Options for the future of Aloha Stadium are laid out at a community meeting

All options include a mix of retail and hotel developments

Options for the future of Aloha Stadium are laid out at a community meeting
Neighbors were asked for their ideas on the re-development at a Master Planning Community Workshop (Source: Hawaii News Now)

HONOLULU, Hawaii (HawaiiNewsNow) - Despite packing in crowds for Bruno Mars and the Dallas Cowboys, Aloha Stadium is rusting away.

“It’s over 40 years old and it’s falling down,” said Stacey Jones, the lead architect for New Aloha Stadium. “Comfortable seats, great concessions, modern restrooms. Well, none of those things exist here.”

The goal is to have a new 35,000 seat stadium built in the next five years.

The total cost for the new stadium is $350 million.

“It’s become a money pit to just keep this place maintained.
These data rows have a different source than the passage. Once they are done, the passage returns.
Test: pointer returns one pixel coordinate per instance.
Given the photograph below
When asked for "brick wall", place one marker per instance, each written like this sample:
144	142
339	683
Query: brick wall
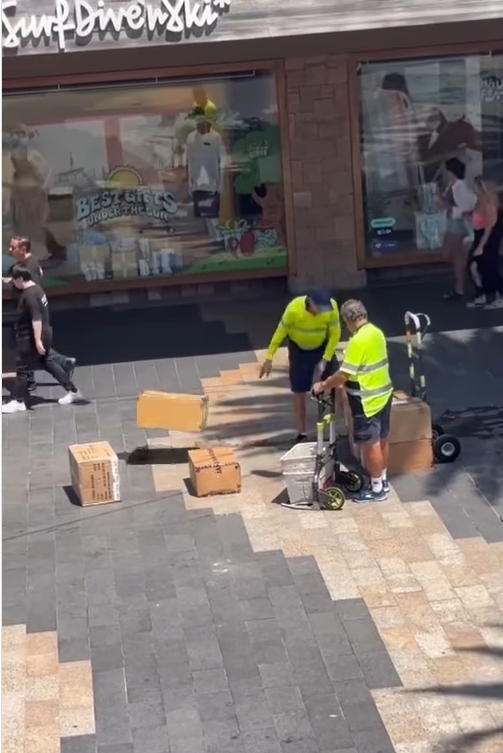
320	148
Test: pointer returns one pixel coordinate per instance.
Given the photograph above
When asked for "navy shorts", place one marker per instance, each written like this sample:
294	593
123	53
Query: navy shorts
374	429
303	364
206	204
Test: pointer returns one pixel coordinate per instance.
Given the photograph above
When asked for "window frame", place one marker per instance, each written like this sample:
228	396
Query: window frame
24	86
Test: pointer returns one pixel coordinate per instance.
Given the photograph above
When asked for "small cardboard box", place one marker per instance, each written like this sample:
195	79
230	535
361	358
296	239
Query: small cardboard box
94	470
160	410
124	264
214	471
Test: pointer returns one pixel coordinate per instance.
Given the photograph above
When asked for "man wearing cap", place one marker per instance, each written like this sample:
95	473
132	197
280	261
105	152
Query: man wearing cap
365	375
311	324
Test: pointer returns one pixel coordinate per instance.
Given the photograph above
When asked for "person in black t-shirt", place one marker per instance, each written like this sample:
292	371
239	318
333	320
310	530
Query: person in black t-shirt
20	248
33	342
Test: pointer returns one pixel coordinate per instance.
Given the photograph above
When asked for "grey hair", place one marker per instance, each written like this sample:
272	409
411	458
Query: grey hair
353	310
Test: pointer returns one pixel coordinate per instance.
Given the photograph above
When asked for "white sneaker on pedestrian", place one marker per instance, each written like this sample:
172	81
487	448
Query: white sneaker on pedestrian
496	304
477	302
70	398
13	406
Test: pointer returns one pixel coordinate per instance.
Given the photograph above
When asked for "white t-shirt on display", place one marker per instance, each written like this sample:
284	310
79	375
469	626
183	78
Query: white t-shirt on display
205	161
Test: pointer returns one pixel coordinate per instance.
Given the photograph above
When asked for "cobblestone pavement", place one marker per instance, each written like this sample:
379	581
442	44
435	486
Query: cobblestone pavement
170	624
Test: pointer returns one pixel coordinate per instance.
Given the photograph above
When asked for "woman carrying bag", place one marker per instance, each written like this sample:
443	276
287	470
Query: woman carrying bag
483	257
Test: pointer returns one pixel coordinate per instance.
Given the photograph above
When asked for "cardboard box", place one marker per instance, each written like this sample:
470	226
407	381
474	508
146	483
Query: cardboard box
410	438
124	264
160	410
410	457
214	471
94	470
410	419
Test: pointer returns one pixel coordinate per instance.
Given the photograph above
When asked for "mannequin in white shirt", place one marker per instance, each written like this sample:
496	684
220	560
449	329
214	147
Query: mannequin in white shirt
205	168
461	202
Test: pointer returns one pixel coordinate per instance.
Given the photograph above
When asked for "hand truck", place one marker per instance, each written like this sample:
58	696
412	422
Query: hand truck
446	448
331	484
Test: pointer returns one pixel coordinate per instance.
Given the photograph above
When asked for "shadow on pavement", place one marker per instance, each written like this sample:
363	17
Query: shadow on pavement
490	691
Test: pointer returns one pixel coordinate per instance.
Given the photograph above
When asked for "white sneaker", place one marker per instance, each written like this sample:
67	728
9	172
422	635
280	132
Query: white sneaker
496	304
70	398
13	407
477	302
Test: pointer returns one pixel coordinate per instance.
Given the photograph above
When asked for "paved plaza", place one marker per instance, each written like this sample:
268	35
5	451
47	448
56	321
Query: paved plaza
172	624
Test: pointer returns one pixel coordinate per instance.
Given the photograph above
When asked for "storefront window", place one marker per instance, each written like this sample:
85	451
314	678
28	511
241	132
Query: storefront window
416	114
123	182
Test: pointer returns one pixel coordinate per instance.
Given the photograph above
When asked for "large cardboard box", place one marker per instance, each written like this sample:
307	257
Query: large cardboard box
161	410
214	471
410	419
94	470
410	436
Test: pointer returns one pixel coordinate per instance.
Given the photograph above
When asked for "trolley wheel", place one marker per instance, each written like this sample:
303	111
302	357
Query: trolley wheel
351	481
446	448
332	498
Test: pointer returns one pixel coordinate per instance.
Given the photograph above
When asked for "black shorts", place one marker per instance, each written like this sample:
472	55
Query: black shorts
206	204
374	429
302	365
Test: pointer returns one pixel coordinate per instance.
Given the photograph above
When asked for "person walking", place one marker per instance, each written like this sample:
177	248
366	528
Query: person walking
311	324
461	202
364	374
33	343
484	255
20	249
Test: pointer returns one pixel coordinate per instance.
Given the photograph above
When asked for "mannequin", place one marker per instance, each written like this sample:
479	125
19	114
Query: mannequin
28	191
205	168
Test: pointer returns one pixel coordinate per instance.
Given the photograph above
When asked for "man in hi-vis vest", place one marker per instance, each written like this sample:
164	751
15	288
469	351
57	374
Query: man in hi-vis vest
311	324
365	375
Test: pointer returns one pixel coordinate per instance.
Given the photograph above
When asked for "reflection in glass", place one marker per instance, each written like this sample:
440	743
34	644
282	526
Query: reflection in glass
415	115
120	183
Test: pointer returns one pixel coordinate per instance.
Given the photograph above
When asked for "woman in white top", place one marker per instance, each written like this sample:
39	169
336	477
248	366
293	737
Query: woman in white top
461	202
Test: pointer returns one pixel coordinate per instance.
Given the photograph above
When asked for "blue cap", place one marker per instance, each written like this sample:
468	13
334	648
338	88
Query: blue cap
321	299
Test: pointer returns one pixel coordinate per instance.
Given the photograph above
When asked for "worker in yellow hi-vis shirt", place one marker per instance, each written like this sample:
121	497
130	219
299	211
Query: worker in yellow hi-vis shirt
311	324
365	375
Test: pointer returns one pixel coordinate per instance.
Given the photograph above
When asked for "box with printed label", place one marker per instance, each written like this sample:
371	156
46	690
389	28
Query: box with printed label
214	471
94	470
410	437
160	410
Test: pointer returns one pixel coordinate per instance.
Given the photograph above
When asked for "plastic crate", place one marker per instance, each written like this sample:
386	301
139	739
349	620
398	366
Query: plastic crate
299	465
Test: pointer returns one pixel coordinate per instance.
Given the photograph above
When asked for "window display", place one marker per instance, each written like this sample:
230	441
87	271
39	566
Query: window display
415	115
118	183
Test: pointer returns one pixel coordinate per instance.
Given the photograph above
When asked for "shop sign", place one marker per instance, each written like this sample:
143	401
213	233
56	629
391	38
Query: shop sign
111	204
79	20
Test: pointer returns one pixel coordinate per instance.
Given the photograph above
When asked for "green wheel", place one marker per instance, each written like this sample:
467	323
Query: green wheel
332	498
353	482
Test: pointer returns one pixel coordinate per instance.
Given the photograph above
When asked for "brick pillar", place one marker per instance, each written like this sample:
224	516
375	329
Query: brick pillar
320	148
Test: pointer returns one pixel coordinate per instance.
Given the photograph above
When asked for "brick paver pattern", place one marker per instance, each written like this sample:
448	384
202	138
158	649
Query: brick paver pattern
229	624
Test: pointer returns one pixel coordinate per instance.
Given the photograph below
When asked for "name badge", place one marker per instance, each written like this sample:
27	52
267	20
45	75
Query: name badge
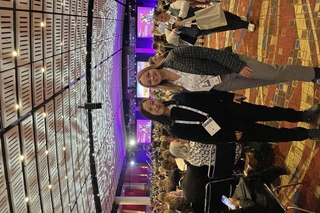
208	84
211	126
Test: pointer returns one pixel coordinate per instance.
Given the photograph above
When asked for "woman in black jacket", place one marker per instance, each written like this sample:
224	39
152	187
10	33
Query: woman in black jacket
228	118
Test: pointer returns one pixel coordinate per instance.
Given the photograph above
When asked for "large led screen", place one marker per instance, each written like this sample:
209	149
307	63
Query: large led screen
145	22
143	131
142	92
I mean the toilets don’t flush on the second level,” said Senator Glenn Wakai, the chair for the Senate Committee on Energy, Economic Development and Tourism.

Neighbors were asked for their ideas on the re-development Wednesday night in a Master Planning Community Workshop.

Option A is to tear down the current stadium and build a new stadium in the same place.

Option B is to build a new stadium closer to Kamehameha Highway and the future rail station. Once that is finished, move operations there and turn the old stadium into an amphitheater or an urban park.

Option C is the same plan, but build the new stadium to the south, closer to homes.

All the options include a mix of retail and hotel developments.

It has taken years of debate just to get to this point.

The funding is ready, the state is on board and the designers are anxious to get started.

The state will soon start seeking proposals and hopes to choose the developer by next August.

The entire area, called an entertainment district, would be built in phases over 10 to 15 years.

"The main concern I think is traffic," said Aliamanu, Salt Lake, Foster Village Neighborhood Board Chair Chace Shigemasa.

Shigemasa said some residents are concerned about people parking in their neighborhoods and more noise.

“We have to look at creating sound barriers,” Shigemasa said.

Senator Wakai is a fan of option B.

“We can’t do plan A. We can’t tear down the stadium, take two years to build it and tell UH go play at Farrington high school,” he said. “My concern is that we just have to be on budget and on time. We can’t be rail 2.0 over budget and who knows when the thing is going to be done.”

The state has also launched a new website.

NASED stands for New Aloha Stadium Entertainment District.